Heads up: Long AS-sets announced in the next few days

Lorenzo Colitti lorenzo at ripe.net
Thu Mar 3 22:51:54 UTC 2005

James A. T. Rice wrote:
> You appear to be trying to take advantage of a side effect of this 
> behaviour, in order to see what other ASn transitive adjacancies are 
> available that would not normally be used, by inserting the ASns of 
> transit AS's that would normally be used, into the as path you are 
> announcing.

Yes, that's more or less what we are proposing.

> I'm sure this was never an intended use for BGP as paths

No, obviously not. But many things in the protocols we use today are 
used in ways that the original authors didn't have in mind. Examples I 
can think of at the moment are IP-in-IP tunnels, TCP congestion control 
(bolted on to TCP long after it was first designed), NAT and private 
addresses, ..., but I'm sure there are many more.

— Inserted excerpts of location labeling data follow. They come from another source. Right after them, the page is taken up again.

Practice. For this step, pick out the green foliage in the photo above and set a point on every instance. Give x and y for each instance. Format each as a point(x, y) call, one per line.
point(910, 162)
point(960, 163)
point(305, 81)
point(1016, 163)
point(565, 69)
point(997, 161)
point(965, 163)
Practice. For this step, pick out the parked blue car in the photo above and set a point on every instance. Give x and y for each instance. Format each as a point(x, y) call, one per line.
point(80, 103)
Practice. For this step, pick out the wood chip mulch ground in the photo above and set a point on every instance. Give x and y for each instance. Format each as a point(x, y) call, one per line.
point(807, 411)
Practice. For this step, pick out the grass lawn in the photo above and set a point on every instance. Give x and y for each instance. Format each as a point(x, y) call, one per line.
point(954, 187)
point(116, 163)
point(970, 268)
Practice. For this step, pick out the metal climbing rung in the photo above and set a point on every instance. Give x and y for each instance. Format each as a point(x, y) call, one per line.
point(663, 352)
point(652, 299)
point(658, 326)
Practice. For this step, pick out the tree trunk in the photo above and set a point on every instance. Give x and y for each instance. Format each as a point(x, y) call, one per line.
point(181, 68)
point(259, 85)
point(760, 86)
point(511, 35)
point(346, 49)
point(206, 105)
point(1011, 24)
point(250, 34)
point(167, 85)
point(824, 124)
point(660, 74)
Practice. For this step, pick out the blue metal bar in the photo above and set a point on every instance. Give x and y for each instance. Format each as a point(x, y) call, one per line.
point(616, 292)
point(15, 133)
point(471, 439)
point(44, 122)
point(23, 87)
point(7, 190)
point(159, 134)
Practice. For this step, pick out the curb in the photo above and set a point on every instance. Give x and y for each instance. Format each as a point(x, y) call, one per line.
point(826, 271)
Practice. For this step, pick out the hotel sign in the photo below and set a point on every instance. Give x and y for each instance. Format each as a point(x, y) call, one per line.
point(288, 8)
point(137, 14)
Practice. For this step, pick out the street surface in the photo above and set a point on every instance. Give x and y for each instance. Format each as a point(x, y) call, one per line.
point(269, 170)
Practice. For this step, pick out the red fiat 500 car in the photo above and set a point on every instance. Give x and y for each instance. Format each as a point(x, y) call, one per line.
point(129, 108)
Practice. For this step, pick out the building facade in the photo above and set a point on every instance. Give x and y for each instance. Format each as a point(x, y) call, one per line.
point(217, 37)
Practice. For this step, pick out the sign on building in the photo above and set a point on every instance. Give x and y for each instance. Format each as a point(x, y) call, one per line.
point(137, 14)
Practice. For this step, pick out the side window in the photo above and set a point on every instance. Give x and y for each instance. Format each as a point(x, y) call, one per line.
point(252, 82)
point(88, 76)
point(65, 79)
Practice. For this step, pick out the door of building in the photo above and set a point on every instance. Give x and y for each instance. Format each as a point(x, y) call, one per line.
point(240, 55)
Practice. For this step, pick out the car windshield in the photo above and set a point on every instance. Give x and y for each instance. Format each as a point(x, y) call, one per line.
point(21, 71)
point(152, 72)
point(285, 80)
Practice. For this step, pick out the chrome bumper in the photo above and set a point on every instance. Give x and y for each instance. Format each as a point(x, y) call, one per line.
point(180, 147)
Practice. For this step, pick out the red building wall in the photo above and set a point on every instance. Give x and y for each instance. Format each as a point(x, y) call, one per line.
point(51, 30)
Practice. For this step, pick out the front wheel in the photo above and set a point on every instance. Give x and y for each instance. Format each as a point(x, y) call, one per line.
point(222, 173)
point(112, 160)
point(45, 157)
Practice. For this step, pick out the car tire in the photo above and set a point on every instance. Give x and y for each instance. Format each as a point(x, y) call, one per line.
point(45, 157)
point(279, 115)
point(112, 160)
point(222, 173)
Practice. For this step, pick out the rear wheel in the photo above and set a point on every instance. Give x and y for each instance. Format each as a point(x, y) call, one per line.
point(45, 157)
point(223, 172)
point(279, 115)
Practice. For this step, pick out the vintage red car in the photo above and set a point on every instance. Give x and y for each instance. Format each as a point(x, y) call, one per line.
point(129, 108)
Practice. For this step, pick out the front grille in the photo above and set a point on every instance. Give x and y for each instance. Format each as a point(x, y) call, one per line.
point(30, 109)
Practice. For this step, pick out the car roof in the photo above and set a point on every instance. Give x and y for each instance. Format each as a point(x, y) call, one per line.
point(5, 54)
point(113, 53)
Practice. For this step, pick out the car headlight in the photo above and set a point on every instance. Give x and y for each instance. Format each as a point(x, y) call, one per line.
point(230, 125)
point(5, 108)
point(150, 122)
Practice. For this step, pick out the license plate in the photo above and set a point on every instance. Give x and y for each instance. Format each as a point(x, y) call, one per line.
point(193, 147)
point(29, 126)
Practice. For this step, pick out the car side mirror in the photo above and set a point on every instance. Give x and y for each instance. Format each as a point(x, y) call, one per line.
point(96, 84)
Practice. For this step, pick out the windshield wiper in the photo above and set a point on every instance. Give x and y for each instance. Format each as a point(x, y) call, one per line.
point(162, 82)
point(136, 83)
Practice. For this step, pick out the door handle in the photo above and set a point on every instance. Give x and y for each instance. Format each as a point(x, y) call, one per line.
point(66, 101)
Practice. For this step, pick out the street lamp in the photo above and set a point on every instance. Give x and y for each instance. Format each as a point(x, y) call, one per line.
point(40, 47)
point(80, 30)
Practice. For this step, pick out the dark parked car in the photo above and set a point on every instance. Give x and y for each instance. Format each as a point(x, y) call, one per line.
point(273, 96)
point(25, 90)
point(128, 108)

So I think a more relevant question than "was this intended", rather "is 
this useful? If so, does it break existing stuff?"

> More to the point, you are breaking a very fundemenatal convention
> and expectation that if you see a given ASn in an as path, that route
> will have transited that given ASn.

That is not true in all cases. RFC 1771, paragraph 5.1.6, says:

> A BGP speaker that receives a route with the ATOMIC_AGGREGATE
> attribute needs to be cognizant of the fact that the actual path to
> destinations, as specified in the NLRI of the route, while having the
> loop-free property, may traverse ASs that are not listed in the
> AS_PATH attribute.

I think that most of the the AS-sets you see announced in the Internet 
today  have this property, and ours are no different: the sequence 
before the AS-set shows which ASes the announcement has passed through, 
and the AS-set which ASes the announcement "might have passed through".

> As such, inserting others ASns into an as path is about as helpful to
> debugging as policy routing all your ICMP traffic to a box running
> fakeroute!

I don't understand why this should be the case. If you exclude the
AS-set, then you get exactly the path that was followed by the
announcement. How does that hamper debugging?